12 messages · Bhupendrasinh Thakre, Achim Zeileis, mxkuhn +2 more
Not very sure what the problem is as I was not able to take your data for run. You might want to use dput() command to present the data. Now on the programming side. As we can see that we have more than 2 levels for the brands and hence method = class is not able to able to understand what you actually want from it. Suggestion : For predictions having more than 2 levels I will go for Weka and specifically C4.5 algorithm. You also have the RWeka package for it. Best Regards, Bhupendrasinh Thakre Sent from my iPhone
On Sep 20, 2012, at 9:47 PM, Vik Rubenfeld <vikr at mindspring.com> wrote:
I'm working with some data from which a client would like to make a decision tree predicting brand preference based on inputs such as price, speed, etc. After running the decision tree analysis using rpart, it appears that this data is not capable of predicting brand preference.
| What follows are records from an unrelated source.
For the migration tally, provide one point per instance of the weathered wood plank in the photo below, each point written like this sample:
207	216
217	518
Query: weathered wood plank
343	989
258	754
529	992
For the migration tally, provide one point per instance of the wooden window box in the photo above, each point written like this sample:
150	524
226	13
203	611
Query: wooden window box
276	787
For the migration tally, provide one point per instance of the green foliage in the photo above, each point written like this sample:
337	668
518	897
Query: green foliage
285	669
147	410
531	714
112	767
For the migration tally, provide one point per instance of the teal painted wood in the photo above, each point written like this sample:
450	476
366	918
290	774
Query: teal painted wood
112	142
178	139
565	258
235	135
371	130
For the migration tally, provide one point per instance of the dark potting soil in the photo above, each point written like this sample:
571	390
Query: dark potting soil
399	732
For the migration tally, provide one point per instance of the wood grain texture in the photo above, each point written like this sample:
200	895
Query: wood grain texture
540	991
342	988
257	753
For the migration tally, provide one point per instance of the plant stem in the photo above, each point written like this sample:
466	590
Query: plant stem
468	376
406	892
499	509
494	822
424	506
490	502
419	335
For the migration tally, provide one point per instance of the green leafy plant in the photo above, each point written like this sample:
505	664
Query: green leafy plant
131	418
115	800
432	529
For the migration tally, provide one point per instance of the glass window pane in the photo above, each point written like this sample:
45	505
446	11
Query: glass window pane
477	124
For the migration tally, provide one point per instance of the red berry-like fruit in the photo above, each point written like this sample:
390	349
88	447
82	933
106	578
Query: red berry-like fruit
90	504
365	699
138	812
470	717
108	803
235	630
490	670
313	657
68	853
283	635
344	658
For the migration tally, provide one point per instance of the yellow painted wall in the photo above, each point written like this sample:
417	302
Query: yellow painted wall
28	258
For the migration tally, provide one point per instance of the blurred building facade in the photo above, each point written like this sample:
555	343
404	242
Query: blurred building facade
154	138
Here's the data set: BRND PRI PROM FORM FAMI DRRE FREC MODE SPED REVW Brand 1 0.6989 0.4731 0.7849 0.6989 0.7419 0.6022 0.8817 0.9032 0.6452 Brand 2 0.8621 0.3793 0.8621 0.931 0.7586 0.6897 0.8966 0.9655 0.8276 Brand 3 0.6 0.1 0.6 0.7 0.9 0.7 0.7 0.8 0.6 Brand 4 0.6429 0.25 0.5714 0.5 0.6071 0.5 0.75 0.8214 0.5 Brand 5 0.7586 0.4224 0.7328 0.6638 0.7328 0.6379 0.8621 0.8621 0.6897 Brand 6 0.75 0.0833 0.5833 0.4167 0.5 0.4167 0.75 0.6667 0.5 Brand 7 0.7742 0.4839 0.6129 0.5161 0.8065 0.6452 0.7742 0.9032 0.6129 Brand 8 0.6429 0.2679 0.6964 0.7143 0.875 0.5536 0.8036 0.9464 0.6607 Brand 9 0.575 0.175 0.65 0.55 0.625 0.375 0.825 0.85 0.475 Brand 10 0.8095 0.5238 0.6667 0.6429 0.6667 0.5952 0.8571 0.8095 0.5714 Brand 11 0.6308 0.3 0.6077 0.5846 0.6769 0.5231 0.7462 0.8846 0.6 Brand 12 0.7212 0.3152 0.7152 0.6545 0.6606 0.503 0.8061 0.8909 0.6 Brand 13 0.7419 0.2258 0.6129 0.5806 0.7097 0.6129 0.871 0.9677 0.3226 Brand 14 0.7176 0.2706 0.6353 0.5647 0.6941 0.4471 0.7176 0.9412 0.5176 Brand 15 0.7287 0.3437 0.5995 0.5788 0.8527 0.5478 0.8217 0.8941 0.6227 Brand 16 0.7 0.4 0.6 0.4 1 0.4 0.9 0.9 0.5 Brand 17 0.7193 0.3333 0.6667 0.6667 0.7018 0.5263 0.7719 0.8596 0.7018 Brand 18 0.7778 0.4127 0.6508 0.6349 0.7937 0.6032 0.8571 0.9206 0.619 Brand 19 0.8028 0.2817 0.6197 0.4366 0.7042 0.4366 0.7183 0.9155 0.5634 Brand 20 0.7736 0.2453 0.6226 0.3774 0.5849 0.3019 0.717 0.8679 0.4717 Brand 21 0.8481 0.2152 0.6329 0.4051 0.6329 0.4557 0.6962 0.8481 0.3418 Brand 22 0.75 0.3333 0.6667 0.5 0.6667 0.5833 0.9167 0.9167 0.4167 Here are my R commands:
test.df = read.csv("test.csv")
head(test.df)
BRND PRI PROM FORM FAMI DRRE FREC MODE SPED REVW 1 Brand 1 0.6989 0.4731 0.7849 0.6989 0.7419 0.6022 0.8817 0.9032 0.6452 2 Brand 2 0.8621 0.3793 0.8621 0.9310 0.7586 0.6897 0.8966 0.9655 0.8276 3 Brand 3 0.6000 0.1000 0.6000 0.7000 0.9000 0.7000 0.7000 0.8000 0.6000 4 Brand 4 0.6429 0.2500 0.5714 0.5000 0.6071 0.5000 0.7500 0.8214 0.5000 5 Brand 5 0.7586 0.4224 0.7328 0.6638 0.7328 0.6379 0.8621 0.8621 0.6897 6 Brand 6 0.7500 0.0833 0.5833 0.4167 0.5000 0.4167 0.7500 0.6667 0.5000
testTree = rpart(BRAND~PRI + PROM + FORM + FAMI+ DRRE + FREC + MODE + SPED + REVW, method="class", data=test.df)
printcp(testTree)
Classification tree:
rpart(formula = BRND ~ PRI + PROM + FORM + FAMI + DRRE + FREC +
MODE + SPED + REVW, data = test.df, method = "class")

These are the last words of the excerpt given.